医療・介護に関しては日頃仕事の上でもプライベートでも問題意識を持って情報収集し、また仕事に活かしているのですが、つい先ごろウェブで「ユマニチュード」という概念に遭遇しました。

ユマニチュードとは、介護の世界に革命をもたらすと期待されている、30年以上前にフランスで生まれたケアの手法で、日本でも最近ようやく注目されてきたものです。

一部では「魔法」とも言われていますが、決して魔法ではなく、理解すればきわめて当たり前のことを実践することに他なりません。

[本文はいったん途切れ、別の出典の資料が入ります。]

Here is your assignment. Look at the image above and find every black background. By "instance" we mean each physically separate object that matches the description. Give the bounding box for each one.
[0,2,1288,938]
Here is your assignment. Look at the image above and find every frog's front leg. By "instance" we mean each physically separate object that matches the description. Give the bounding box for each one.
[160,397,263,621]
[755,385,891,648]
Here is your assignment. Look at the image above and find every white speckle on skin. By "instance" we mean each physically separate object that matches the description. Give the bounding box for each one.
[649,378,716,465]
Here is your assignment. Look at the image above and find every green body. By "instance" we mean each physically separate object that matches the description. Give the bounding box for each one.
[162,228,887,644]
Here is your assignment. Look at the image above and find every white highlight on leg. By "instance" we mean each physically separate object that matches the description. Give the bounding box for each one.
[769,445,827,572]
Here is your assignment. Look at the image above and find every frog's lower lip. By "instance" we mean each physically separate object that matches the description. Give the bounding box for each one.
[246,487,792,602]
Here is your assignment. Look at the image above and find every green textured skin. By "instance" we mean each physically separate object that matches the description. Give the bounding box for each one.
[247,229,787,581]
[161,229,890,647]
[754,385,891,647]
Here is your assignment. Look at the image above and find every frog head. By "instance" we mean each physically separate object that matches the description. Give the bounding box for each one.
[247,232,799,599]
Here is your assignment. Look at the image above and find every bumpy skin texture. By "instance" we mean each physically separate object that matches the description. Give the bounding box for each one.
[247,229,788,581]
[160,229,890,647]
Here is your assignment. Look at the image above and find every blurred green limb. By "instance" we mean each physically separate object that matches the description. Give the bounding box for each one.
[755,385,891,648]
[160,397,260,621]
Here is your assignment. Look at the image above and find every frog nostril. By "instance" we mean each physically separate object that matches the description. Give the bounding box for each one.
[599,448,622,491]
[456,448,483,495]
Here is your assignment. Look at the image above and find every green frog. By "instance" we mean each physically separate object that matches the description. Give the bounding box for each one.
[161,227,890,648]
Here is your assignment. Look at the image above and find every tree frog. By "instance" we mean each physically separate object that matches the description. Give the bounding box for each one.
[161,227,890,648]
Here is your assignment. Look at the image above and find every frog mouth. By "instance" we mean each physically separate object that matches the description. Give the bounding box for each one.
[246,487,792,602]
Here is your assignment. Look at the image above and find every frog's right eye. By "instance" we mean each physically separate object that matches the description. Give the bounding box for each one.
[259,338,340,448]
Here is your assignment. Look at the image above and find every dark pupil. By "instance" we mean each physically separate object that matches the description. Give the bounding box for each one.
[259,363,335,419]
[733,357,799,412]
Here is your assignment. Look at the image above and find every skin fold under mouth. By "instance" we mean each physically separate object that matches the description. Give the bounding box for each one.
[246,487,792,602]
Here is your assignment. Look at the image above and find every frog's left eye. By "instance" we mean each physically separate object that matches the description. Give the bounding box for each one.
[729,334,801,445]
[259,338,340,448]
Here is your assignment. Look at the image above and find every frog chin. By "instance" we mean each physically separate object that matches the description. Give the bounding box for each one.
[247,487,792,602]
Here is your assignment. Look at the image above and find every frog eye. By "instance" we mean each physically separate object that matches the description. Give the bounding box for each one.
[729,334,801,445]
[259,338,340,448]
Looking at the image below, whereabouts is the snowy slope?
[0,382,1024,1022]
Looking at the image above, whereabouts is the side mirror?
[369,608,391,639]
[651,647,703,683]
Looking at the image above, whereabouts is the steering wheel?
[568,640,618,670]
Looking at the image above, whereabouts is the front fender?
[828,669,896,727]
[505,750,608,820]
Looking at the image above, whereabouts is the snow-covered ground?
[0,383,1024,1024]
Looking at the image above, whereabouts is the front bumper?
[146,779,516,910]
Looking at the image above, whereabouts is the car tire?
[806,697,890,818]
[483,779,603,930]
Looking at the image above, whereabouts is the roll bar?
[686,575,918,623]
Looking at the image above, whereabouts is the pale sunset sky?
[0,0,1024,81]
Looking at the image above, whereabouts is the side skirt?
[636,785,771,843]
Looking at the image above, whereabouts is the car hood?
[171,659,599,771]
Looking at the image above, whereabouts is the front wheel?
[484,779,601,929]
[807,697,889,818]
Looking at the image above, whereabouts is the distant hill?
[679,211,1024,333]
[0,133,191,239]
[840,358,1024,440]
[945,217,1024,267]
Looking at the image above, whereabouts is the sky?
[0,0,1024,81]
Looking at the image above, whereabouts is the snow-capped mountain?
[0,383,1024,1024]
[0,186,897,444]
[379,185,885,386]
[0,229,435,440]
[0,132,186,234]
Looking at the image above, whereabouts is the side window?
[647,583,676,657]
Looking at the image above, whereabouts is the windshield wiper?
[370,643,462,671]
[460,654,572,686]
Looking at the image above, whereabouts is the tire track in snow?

ユマニチュードとはフランス語で「人間らしさ」を意味し、被介護者をあたりまえのことですが身体的なことだけでなく心を持つ人間として扱う、というケアの本質、原点に立ち返ることの重要性が、むしろ有効であることが実証されたからこそ注目されているものです。

この手法が日本に紹介されたのは2011年とつい最近のことで、このことからも如何に日本の介護がガラパゴス的であるかがうかがいしれますが、昨年本格的に導入が開始され、全国の介護事業所や療養型病棟で研修が行なわれ、また認知症患者の側からも支持され注目度が上がっているようです。

いわゆる2025年問題で介護需要が急増し、介護保険制度も岐路に立たされる(というとジャーナリスティックで良くないですが、介護人材の面でも財源の面でもこのままでは逼迫度が高まることは目に見えています)、労働集約的かつ重労働で、「善意の人々」にかろうじて支えられている介護業界においては、ITやロボットといったハイテクではなく、そもそもケアのアプローチ自体に解決の余地が大きく残されている、ということを示すものです。

ユマニチュード以外にも、イギリス生まれの「パーソン・センタード・ケア」、アメリカ生まれの「バリデーション」など、基本概念を共通にするアプローチがあります。

医療もそうですが、ローテクにはローテクの価値がありますし、むしろローテクの方が優れていることがあることの好例と言えるでしょう。